A paper describing the research, published online today in the journal Advanced Materials, builds on earlier work the team did creating hair-thin fibers with integrated electronic components. Rather than building fiber optic that can use power, though, the team is now working on crafting fiber optic threads that can produce it.

Instead of attempting to turn a solar cell into a fiber, the team came at the problem from the other side, working to turn a silicon fiber into a solar cell. Using the same high-pressure chemistry techniques they developed in their earlier work, they placed tiny particles of solar cell materials layer by layer into the pores of the thin silicon cable. The result this time is a thin fiber that can absorb solar radiation turn into into electricity. Says lead author John Badding:

Long, fiber-based solar cells give us the potential to do something we couldn’t really do before: We can take the silicon fibers and weave them together into a fabric with a wide range of applications such as power generation, battery charging, chemical sensing, and biomedical devices.

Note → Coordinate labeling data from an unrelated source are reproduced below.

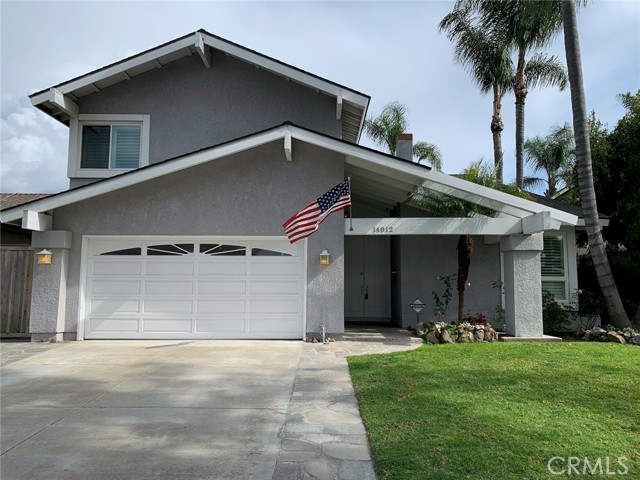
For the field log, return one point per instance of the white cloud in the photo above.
(33, 150)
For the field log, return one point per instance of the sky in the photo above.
(389, 50)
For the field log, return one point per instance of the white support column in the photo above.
(523, 284)
(49, 294)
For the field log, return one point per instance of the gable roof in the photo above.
(59, 101)
(377, 178)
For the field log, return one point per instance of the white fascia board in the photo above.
(286, 71)
(116, 69)
(433, 226)
(288, 149)
(148, 173)
(64, 103)
(509, 201)
(36, 221)
(203, 50)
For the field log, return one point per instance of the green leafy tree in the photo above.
(392, 121)
(486, 57)
(613, 302)
(552, 155)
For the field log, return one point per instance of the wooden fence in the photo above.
(16, 274)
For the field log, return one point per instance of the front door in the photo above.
(367, 278)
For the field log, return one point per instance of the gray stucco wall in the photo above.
(193, 107)
(250, 193)
(425, 258)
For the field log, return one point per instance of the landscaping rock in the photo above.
(445, 337)
(465, 337)
(480, 335)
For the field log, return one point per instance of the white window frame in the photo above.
(75, 143)
(569, 278)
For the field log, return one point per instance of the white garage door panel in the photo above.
(176, 267)
(169, 287)
(115, 286)
(167, 326)
(266, 325)
(172, 288)
(274, 287)
(114, 325)
(221, 287)
(103, 306)
(222, 306)
(117, 267)
(168, 306)
(222, 268)
(221, 325)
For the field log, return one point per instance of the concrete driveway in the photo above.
(179, 409)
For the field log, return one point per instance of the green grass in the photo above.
(500, 411)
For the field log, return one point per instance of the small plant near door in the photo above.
(441, 303)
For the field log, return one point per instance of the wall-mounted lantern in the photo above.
(44, 257)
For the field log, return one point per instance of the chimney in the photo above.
(404, 146)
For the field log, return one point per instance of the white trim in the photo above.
(63, 102)
(433, 226)
(38, 222)
(203, 50)
(305, 250)
(84, 261)
(75, 143)
(116, 69)
(86, 251)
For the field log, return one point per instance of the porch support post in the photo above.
(49, 292)
(522, 284)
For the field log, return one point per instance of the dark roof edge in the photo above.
(173, 159)
(182, 38)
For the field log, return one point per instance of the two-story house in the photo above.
(184, 162)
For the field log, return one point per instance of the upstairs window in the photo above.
(105, 145)
(553, 266)
(110, 146)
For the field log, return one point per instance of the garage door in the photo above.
(183, 288)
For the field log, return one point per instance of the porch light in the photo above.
(44, 257)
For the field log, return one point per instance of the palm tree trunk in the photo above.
(615, 309)
(496, 129)
(465, 250)
(520, 92)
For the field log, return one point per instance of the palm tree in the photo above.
(385, 128)
(553, 154)
(485, 55)
(615, 309)
(526, 25)
(442, 205)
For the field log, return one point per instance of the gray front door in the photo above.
(367, 277)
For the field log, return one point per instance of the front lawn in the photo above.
(502, 411)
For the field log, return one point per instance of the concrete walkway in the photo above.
(171, 409)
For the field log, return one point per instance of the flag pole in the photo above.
(350, 207)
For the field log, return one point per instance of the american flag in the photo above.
(306, 221)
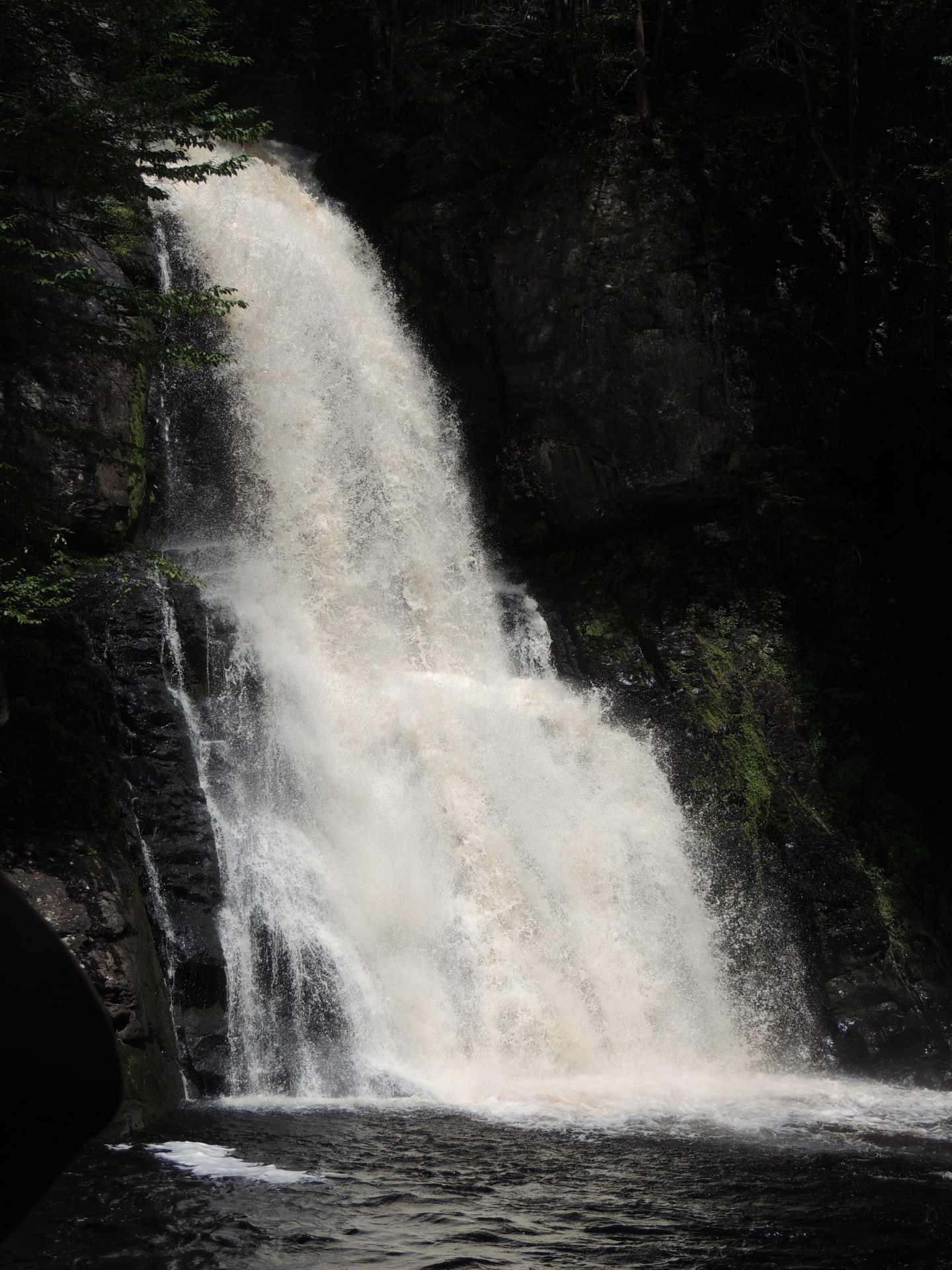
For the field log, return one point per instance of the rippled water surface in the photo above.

The team says they’ve made meters long strands of the fiber, and is hopeful that the technique they’re using could produce fibers up to 10 meters in length without problems. The hope is that this early work will one day translate into foldable, windable fibers that could power or charge electrical devices on the go by harvesting the solar radiation around them — an application the military has expressed no small degree of interest in.

They’re not the only ones. I, for one, am sick of walking around in clothing that doesn’t actively power my growing legion of personal electronics. Like a savage. I’m ready for the future today, and the future is a pair of solar powered pants.